Durante o final de tarde do dia anterior, ele percebeu e sentiu um movimento estranho nas águas do rio. Ao dar o seu tradicional passeio do entardecer pelo leito do rio, viu casais de jovens surubins enamorados, cagados d’água fazendo piruetas, pequenos dourados se arriscando perto das piranhas matreiras, piaus, caris, matrinxãs, mandis todos envolvidos com as suas atividades diárias, não percebiam que algo estranho e terrível estava para acontecer.

O velho surubim sentir o gosto amargo de uma substancia que possivelmente já vinha sendo despejada no rio. Era o vinhoto. A vinhaça – ou vinhoto – é um subproduto do processo de fabricação de etanol a partir da destilação do caldo
fermentado da cana-de-açúcar.

Não demorou muito para que todos percebessem que as águas do velho Chico não estavam boa, um gosto amargo e intragável. De repente velhos e novos dourados estavam morrendo, piranhas asfixiadas boiavam na superfície, surubins com pesos e tamanhos nunca pescados, sucumbiam ao vinhoto.

Milhares de peixes mortos desciam rio abaixo, uma cena de doer os olhos dos ribeirinhos, acostumados com a beleza natural do rio, choravam pela cena dantesca de destruição.

A comunidade atônita procurava saber o que estava acontecendo, alguns acreditavam em castigo divino, outros na maldade de alguém. As autoridades políticas tentavam acalmar a população com possibilidades esdrúxulas. Mas a verdade não demorou aparecer, a empresa AGROVALE foi a grande responsável pela mortandade de toneladas de peixes, pelo maior desastre ambiental registrado pelo velho Chico.

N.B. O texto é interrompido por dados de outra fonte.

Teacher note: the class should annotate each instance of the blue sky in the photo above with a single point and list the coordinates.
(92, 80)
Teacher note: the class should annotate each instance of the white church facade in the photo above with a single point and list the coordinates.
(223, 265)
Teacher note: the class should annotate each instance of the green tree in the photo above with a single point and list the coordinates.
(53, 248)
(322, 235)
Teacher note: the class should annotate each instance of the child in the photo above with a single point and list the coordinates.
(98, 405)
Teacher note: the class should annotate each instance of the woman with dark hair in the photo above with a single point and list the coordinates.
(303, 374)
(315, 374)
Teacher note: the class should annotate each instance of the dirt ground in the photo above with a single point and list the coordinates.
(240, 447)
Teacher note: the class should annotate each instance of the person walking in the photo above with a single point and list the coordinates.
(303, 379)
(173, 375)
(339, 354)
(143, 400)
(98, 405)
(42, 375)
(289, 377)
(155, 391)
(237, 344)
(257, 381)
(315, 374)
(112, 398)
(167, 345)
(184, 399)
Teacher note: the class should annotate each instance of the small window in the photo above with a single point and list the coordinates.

A AGROVALE continua contribuído para a destruição da natureza no vale do São Francisco.

Quanto ao velho Chico, nunca mais foi o mesmo. O velho surubim resistiu ao vinhoto, mas não teve forças para resistir ao desmatamento da mata ciliar e morreu numa manhã fria, asfixiado por terra e lodo.

Segundo ROSANA ICASSATTI CORAZZA, no artigo intitulado: “IMPACTOS AMBIENTAIS DA VINHAÇA: CONTROVÉRSIAS CIENTÍFICAS E LOCK-IN NA FERTIRRIGAÇÃO? “, produzido em 2006.

Um dos casos, ocorrido em 1984, entre as barragens de Sobradinho e Moxotó no Rio São Francisco, foi provocado pelo rompimento de uma barragem de contenção de vinhaça e o conseqüente derramamento de 45 mil m3 de vinhaça no Riacho Tourão, afluente do São Francisco, pela empresa Agrovale.

O resultado ficou conhecido como maior desastre ecológico no Rio São Francisco, provocando a morte de 300 toneladas de peixe. Embora a Agrovale tenha tentado dissimular as evidências da contaminação, revolvendo a terra contaminada às margens do rio com tratores, não conseguiu dissuadir a opinião pública e das autoridades sobre sua responsabilidade.

Segundo o relato do autor, a revolta da população ribeirinha, cuja sobrevivência dependia da pesca, deu notoriedade ao episódio. A opção pela fertirrigação, que reduz o risco de contaminação dos mananciais no curto prazo, certamente foi favorecida por episódios como este, envolvendo acidentes provocados por rompimento de tanques de vinhaça levando ao derramamento do resíduo em mananciais de superfície.